Was könnt ihr machen, wenn ihr unterschiedlich viel Sex wollt?

Sexuelle Differenz beschreibt unterschiedliche Bedürfnisse nach Intimität. Das kommt in jeder Beziehung – irgendwann vor. Aber es gibt Lösungen. Lest hier Tipps von renommierten Experten.

Laut der beiden US-amerikanischen Forscher Dr. Lori Brotto und Dr. Kristen Mark, Experten auf dem Gebiet des sexuellen Verlangens, ist das Wichtigste, auf Schuldfragen zu verzichten und aufzuhören, einen Partner für das Problem verantwortlich zu machen. Denn sexuelle Differenzen sind immer ein Paarproblem, kein individuelles Problem.

Sexuelle Differenzen sind ein gemeinsamer Gegner

Was bedeutet das? Betrachtet euer Problem als ein Gemeinsames und nicht als etwas, an dem ein Partner die Schuld trägt. Wenn ihr nämlich erst anfangt, euch gegenseitig zu beschuldigen und zu beschämen, weil einer von euch “zu viel” oder “nicht genug” Sex will, führt das zu nichts Gutem, betonen die Experten. Es handelt sich um ein Beziehungsproblem oder eben einen gemeinsamen Gegner, den ihr zusammen als Paar und Team angehen müsst. Es bringt wenig, wenn einer von euch den Konflikt alleine lösen möchte. Dr. Marks Forschungen belegen, dass Strategien, die sich auf das Paar konzentrieren, viel erfolgreicher sind als individuelle Maßnahmen.

Ganz wichtig, denn das vergessen viele Paare: Prüft unbedingt mögliche körperliche und gesundheitliche Probleme oder Stressfaktoren, die das Verlangen dämpfen könnten, z. B. chronische Müdigkeit, Stress oder Medikamente. Schaut in die Beipackzettel der Präparate, die ihr regelmäßig einnehmt. Die sogenannten “Störungen der sexuellen Funktion” werden dort häufig gelistet. Merke: alles, was mit Stoffwechsel zu tun hat, was auf den Kreislauf wirkt, was den Hormonhaushalt beeinflusst, kann lustlos machen. Antidepressiva sind wahre Lustkiller. Manchmal müssen solche Themen vor den sexuellen Problemen angegangen werden. Die Experten empfehlen deshalb: Sprecht mit eurem Arzt, prüft eure Work-Life-Balance neu und achtet auf Faktoren, die eure Libido beeinträchtigen können und verändert diese, bevor ihr etwas anderes tut.

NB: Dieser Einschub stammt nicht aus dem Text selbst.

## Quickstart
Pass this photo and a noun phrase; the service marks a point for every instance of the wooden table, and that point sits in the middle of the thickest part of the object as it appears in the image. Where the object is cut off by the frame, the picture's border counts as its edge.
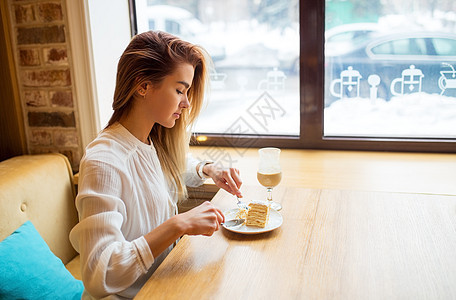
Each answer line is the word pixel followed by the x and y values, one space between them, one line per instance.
pixel 333 244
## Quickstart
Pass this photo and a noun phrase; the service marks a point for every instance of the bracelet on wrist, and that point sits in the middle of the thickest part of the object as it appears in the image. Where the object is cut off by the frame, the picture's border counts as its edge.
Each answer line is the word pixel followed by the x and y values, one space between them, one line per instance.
pixel 201 166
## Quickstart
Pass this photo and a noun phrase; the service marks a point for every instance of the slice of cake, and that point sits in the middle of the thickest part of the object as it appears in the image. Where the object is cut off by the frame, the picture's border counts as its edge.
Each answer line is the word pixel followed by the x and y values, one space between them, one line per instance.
pixel 258 214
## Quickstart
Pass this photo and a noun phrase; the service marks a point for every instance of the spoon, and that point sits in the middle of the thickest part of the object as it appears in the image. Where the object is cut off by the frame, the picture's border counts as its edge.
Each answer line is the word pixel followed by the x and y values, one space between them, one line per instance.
pixel 233 222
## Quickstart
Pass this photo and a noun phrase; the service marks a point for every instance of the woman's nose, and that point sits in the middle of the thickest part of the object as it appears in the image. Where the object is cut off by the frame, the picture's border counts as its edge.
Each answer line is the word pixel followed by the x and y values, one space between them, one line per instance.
pixel 185 103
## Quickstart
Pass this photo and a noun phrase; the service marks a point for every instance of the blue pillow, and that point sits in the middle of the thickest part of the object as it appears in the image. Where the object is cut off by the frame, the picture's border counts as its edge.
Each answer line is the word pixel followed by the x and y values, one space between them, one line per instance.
pixel 29 270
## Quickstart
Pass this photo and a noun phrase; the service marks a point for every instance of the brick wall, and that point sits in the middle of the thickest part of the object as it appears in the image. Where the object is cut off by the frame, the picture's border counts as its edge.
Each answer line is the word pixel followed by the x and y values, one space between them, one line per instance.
pixel 43 62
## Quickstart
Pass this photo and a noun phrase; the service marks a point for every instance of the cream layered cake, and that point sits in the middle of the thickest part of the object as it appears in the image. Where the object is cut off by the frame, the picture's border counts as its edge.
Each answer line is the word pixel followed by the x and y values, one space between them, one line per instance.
pixel 258 214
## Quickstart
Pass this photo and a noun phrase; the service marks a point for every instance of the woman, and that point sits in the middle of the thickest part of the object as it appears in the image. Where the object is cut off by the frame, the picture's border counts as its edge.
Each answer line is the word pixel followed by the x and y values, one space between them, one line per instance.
pixel 135 171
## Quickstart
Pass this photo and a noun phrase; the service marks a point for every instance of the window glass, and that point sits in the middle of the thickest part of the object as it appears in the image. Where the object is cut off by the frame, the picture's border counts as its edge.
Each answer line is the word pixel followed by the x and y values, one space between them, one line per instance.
pixel 444 47
pixel 400 81
pixel 255 49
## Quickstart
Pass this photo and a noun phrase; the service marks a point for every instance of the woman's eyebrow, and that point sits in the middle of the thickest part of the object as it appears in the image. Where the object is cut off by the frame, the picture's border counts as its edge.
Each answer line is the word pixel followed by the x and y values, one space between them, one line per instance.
pixel 184 84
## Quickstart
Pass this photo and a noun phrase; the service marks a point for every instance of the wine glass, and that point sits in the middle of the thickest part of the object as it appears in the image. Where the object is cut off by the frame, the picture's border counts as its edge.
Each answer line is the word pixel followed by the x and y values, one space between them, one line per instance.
pixel 269 172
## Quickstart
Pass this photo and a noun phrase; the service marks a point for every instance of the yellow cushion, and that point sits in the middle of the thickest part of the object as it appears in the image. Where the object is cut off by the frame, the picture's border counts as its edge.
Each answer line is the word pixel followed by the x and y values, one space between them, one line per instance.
pixel 39 188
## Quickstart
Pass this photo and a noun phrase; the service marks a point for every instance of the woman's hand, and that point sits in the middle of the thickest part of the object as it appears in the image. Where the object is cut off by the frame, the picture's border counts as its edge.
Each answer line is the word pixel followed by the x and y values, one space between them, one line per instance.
pixel 204 219
pixel 225 178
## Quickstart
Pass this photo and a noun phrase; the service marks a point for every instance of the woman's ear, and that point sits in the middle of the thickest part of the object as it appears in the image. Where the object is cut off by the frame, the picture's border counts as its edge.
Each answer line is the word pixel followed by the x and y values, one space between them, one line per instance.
pixel 142 89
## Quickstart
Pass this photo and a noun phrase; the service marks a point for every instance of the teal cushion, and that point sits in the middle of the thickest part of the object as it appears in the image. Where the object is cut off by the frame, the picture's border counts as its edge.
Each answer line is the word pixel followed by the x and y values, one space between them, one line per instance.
pixel 29 270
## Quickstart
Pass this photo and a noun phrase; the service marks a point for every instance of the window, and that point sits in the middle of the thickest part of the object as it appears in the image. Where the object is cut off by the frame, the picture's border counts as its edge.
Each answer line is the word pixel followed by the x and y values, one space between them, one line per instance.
pixel 322 74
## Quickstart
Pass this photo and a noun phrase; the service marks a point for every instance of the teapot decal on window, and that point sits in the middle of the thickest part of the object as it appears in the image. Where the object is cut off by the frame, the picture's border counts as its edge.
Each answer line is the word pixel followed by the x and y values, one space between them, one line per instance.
pixel 411 82
pixel 447 79
pixel 348 82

Ja, positive Kommunikation ist auch hier der Schlüssel

Positive, zugewandte und wertschätzende Kommunikation ist der Schlüssel. “Alles, was Partner im Alltag füreinander tun, ist Vorspiel“, sage ich in der Paar- und der Sexualtherapie meinem PatientInnen und KlientInnen. Was ich damit meine: Wer sich sicher sein kann, vom Partner wertgeschätzt zu werden, der traut sich auch, seine Wünsche und Fantasien zu äußern. Dieses Vertrauen muss aufgebaut werden. Jeden Tag. Durch liebevolle Aufmerksamkeit, das Zeigen von Dankbarkeit füreinander, einen spielerischen, freudvollen Umgang miteinander.

Dein Partner weiß nicht, was du magst und willst, solange du es ihm nicht sagst. Wenn du erwartest, dass er deine Gedanken lesen kann, wirst du enttäuscht. Und wenn du erwartest, dass er das wissen muss, sozusagen als Liebesbeweis, dann ist es vielleicht genau das, was dem Begehren einen Dämpfer versetzt: Die Überzeugung, er gibt dir nicht, was du willst, weil er nicht genug Gefühle für dich hat. Das gilt natürlich genauso umgekehrt! Diese Erwartung ist meist beidseitig. Und sie führt zu Konflikten.

Es ist unabdingbar, mit dem Partner über Sex zu sprechen, dass ihr einander eure Wünsche mitteilt und euch dadurch gegenseitig beibringt, was sich gut anfühlt und was nicht. Es ist normal, keinen Sex zu wollen, der nicht den eigenen Bedürfnissen entspricht – und wenn ihr die Qualität des Sex verbessern könnt, dann wird das den Wunsch nach mehr wecken. Fast immer.